# Stocking for new tank



## pdoyle2 (Sep 17, 2009)

So I got a new 20 gallon long tank. I really want some bright, energetic fish that seem curious (swim around and do fish stuff). I have a comet goldfish in there and I know its not the biggest tank but what would go well with him?


----------



## Ghost Knife (Mar 12, 2008)

pdoyle2 said:


> So I got a new 20 gallon long tank. I really want some bright, energetic fish that seem curious (swim around and do fish stuff). I have a comet goldfish in there and I know its not the biggest tank but what would go well with him?

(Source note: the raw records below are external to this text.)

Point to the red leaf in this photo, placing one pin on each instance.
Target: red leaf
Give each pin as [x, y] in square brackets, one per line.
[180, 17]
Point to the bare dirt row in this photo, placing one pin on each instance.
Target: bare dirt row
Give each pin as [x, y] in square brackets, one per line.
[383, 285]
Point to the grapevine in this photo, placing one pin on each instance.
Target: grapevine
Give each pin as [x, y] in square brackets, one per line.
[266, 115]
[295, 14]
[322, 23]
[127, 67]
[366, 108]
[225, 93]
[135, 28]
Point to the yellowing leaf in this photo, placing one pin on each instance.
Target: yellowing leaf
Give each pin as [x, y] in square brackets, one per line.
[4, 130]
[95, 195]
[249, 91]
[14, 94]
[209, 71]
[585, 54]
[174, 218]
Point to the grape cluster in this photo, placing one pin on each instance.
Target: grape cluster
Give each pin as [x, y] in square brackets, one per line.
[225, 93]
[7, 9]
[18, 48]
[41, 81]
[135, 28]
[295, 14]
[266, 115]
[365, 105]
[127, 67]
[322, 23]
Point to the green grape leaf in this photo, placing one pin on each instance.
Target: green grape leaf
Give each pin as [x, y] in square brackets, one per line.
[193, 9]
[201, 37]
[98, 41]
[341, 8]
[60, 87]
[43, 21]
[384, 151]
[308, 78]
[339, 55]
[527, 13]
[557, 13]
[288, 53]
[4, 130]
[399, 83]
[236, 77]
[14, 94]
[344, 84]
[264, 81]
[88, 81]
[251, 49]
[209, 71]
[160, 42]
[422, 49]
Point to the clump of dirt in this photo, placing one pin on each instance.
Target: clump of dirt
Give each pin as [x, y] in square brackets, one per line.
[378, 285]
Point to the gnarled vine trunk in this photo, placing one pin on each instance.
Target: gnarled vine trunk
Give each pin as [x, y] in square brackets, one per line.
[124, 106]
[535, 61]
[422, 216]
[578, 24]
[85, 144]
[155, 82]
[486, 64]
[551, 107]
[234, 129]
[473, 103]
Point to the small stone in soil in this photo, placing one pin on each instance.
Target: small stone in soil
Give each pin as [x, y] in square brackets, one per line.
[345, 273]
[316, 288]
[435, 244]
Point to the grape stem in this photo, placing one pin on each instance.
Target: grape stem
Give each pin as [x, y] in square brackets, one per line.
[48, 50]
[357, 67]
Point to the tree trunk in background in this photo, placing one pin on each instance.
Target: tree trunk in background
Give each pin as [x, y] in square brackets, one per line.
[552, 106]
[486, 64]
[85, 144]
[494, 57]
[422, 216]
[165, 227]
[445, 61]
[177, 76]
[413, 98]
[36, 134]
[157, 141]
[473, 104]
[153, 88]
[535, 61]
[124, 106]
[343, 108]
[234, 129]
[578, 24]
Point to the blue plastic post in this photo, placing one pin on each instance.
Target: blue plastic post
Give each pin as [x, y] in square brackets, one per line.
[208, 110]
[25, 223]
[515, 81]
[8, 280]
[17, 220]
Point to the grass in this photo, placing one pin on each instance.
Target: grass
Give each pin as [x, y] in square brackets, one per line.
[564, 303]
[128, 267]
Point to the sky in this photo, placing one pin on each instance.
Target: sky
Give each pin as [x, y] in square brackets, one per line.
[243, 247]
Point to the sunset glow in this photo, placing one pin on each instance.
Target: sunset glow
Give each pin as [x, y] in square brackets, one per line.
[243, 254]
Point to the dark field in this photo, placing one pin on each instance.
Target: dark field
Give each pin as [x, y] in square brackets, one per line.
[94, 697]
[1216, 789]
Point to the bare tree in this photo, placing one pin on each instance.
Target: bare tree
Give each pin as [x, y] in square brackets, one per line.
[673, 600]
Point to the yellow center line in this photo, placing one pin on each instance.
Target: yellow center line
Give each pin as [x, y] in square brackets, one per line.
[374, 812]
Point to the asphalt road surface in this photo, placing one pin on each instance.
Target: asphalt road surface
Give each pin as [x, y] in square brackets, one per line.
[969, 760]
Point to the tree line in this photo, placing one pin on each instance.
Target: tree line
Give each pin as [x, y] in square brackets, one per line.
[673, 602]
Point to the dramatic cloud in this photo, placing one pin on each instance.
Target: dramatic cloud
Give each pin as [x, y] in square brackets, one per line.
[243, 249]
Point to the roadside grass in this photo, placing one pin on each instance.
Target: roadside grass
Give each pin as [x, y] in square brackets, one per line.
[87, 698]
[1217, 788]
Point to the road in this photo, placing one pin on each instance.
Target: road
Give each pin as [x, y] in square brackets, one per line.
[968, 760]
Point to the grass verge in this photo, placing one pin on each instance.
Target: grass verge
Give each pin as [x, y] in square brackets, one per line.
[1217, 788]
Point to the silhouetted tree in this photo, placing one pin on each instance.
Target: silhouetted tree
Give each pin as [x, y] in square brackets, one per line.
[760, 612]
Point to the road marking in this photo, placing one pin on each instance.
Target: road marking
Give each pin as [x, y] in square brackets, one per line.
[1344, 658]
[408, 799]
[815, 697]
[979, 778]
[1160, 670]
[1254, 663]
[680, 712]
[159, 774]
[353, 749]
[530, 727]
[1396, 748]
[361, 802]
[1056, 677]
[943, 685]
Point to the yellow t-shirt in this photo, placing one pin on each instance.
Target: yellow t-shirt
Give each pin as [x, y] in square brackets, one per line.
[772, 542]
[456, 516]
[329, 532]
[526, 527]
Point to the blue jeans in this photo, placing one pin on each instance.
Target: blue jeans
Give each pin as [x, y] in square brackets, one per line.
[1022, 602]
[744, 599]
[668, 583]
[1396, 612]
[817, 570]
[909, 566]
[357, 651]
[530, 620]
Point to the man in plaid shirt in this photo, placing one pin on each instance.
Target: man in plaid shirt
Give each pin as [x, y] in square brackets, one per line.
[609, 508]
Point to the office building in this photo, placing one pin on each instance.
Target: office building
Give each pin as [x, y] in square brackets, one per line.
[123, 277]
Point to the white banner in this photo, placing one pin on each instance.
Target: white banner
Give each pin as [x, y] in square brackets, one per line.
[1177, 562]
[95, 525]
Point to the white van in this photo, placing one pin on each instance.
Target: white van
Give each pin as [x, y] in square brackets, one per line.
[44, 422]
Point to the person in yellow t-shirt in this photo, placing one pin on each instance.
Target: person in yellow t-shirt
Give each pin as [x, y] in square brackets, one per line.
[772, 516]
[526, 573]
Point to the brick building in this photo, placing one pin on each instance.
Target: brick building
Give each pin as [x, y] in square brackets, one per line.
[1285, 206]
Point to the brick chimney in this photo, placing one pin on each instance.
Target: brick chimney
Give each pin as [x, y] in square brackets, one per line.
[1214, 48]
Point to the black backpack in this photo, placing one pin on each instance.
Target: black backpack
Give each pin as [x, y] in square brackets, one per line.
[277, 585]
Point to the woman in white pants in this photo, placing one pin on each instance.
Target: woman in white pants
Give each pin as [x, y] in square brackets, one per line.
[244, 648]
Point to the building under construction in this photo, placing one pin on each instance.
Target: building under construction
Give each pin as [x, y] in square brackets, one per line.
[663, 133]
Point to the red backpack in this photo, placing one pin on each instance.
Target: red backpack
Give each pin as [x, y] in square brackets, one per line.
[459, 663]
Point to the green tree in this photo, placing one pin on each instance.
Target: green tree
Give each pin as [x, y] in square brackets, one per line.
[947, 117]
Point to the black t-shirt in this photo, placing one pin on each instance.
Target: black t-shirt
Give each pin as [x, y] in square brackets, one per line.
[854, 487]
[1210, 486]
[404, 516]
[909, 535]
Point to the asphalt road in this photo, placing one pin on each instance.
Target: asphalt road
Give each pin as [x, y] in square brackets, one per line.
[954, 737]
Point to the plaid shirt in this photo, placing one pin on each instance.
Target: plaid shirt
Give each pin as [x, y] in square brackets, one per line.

Goldfish are cold water fish so that kind of limits you. Get rid of the goldfish and you can have tropical fish if you get a heater.


----------



## justintrask (Jun 29, 2008)

nothing to be completely honest. comet goldfish will get roughly 2 feet long, and are really meant for large ponds. They also produce a lot of waste, so watch your ammonia level regularly. They are also a coldwater fish and most fish you find at pet shops are tropical fish. They will not really live together.


----------



## pdoyle2 (Sep 17, 2009)

well he is six years old. and what other cold water fish are there? like, if i seperated them so to speak


----------



## Bymer (Aug 22, 2008)

from my personal experience: gold fish leave a ton of waist, you need a very powerful filtration system to sustain them.

and like the others said, they are cold water fish, so you cant put the tropical fish in there.


----------



## Ghost Knife (Mar 12, 2008)

pdoyle2 said:


> well he is six years old. and what other cold water fish are there? like, if i seperated them so to speak


Assuming you want to stick with cold water fish Golden Dojo Loaches, Kuhli Loaches, Weather Loaches, and most Plecos are compatible in a cold water environment. As noted above though Comets will get way too big for most aquariums and belong in ponds.


----------



## Tallonebball (Apr 6, 2009)

Yeah you need to get rid of it, one 6 year old comet goldfish is already too much for a tiny 20 gallon tank. If you feel like you have to add more go with Ghost Knife's suggestions but your being unfair to the fish, it needs a pond.


----------



## adrianng1996 (Nov 23, 2009)

i think you should get rid of the goldfish and get 15-20 cardinals or gold harlequins..they are real beautiful fishes...anyways a 20 gallon is way to small for a comet goldfish,they can grow up to 2ft long


----------